Certainly his supporters also used mail, the phone, and email to protest the position; however, through the social networking platform, the opposition to the candidate’s position was transparent, demanding a reaction from the campaign. Obama and his campaign had four options: 1) disband the unruly group of supporters using his site to criticize him, 2) ignore the protest, 3) change his position to appease the angry supporters, and 4) address the issue and those opposing it in the same medium for which the supporters’ opposition was so public.
Obama chose the last option, earning mad props from those looking for a more honest, courageous government. And let’s be frank, who isn’t? Obama’s approach falls under the definition of online strategy. There was nothing particularly technical or web-savvy about addressing supporters’ concerns directly and publicly to quell an uprising. It was, however, democratic (note the small “d”) and smart political strategy.
Now I’m not on the Obama love train. I just use the Obama example because as a presidential candidate, his political maneuvers receive the most attention. What’s more encouraging for us is a glimpse of activity by superstar Republican candidates and officials showing that they have equal, perhaps superior, understanding of online strategy.
They recognize that the Web is not the wild frontier that so many political warriors fear. The Web allows for faster, wider participation in politics, but the timeless fundamentals of participatory democracy have not changed.
When the Louisiana legislature voted to double their pay, bloggers and talk radio hosts were outraged. The voters followed. Their displeasure hit the boiling point when Governor Bobby Jindal initially said he would not veto the bill, and they flooded the Governor’s office with calls and emails against the pay raise. Bloggers and talk radio hosts made opposing the pay raise their primary government grievance, eliciting comments from angry citizens.

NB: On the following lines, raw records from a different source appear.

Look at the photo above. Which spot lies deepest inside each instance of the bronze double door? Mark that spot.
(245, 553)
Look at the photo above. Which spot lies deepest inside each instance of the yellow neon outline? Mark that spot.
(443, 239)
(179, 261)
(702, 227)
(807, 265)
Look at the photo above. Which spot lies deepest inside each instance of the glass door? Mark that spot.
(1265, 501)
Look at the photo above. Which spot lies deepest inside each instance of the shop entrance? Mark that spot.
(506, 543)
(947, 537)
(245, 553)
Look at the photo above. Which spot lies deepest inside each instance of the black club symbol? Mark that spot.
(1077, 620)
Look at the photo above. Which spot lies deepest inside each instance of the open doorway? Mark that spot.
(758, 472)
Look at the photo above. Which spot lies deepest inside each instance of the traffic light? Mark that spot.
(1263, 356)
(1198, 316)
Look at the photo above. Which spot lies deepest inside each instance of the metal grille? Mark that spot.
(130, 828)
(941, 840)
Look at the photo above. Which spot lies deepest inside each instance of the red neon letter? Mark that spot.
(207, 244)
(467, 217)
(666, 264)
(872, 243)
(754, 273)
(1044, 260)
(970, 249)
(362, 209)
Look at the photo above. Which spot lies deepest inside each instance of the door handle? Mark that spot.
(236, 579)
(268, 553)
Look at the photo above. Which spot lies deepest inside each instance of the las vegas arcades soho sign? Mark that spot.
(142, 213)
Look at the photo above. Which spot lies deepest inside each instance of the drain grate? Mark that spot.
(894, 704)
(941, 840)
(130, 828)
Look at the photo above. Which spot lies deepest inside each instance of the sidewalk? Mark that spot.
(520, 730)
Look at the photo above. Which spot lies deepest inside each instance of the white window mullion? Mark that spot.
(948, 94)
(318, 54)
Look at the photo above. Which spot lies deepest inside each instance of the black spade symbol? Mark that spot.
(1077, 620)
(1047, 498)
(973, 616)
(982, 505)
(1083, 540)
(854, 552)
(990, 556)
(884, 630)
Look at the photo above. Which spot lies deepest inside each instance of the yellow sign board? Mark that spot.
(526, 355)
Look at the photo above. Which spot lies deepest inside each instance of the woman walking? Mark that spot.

Jindal, faced with the same four options that Obama faced with FISA, chose the option of reversing his position, just in time. He chose the voters’ interests over the legislature, vetoing the bill. And he made sure voters knew that their input made the difference, humbly writing to them via email:
…I want to thank you, and all the citizens of Louisiana, who have become so vocal on this and so involved in the process, and ask you to stay involved. There is a lot more to do. Don’t tune out or stop paying attention to the political process now. This government belongs to you; it is your business. I’m going to need your help. …
In Washington State, Republican gubernatorial challenger Dino Rossi (who lost in 2004 by a couple hundred votes that many still question) also recognizes that voters demand more from their candidates today. On his website, Rossi has a section titled Tell Dino, that encourages Washington State voters to provide input for improving their state. In explaining Tell Dino, Rossi offers a Jindal-like approach to governance:
When I am your Governor, this website will remain active. And it will be as important to me then as it is to me now.
For Jindal and Rossi, like Obama, online strategy is not technical, it’s political … and smart.
By understanding and implementing online/political strategy, we at Engage propose that a more honest, responsive and democratic government will follow. We encourage all current and future candidates and organizations we advise to storm into the online frontier like the fate of the nation depends on it.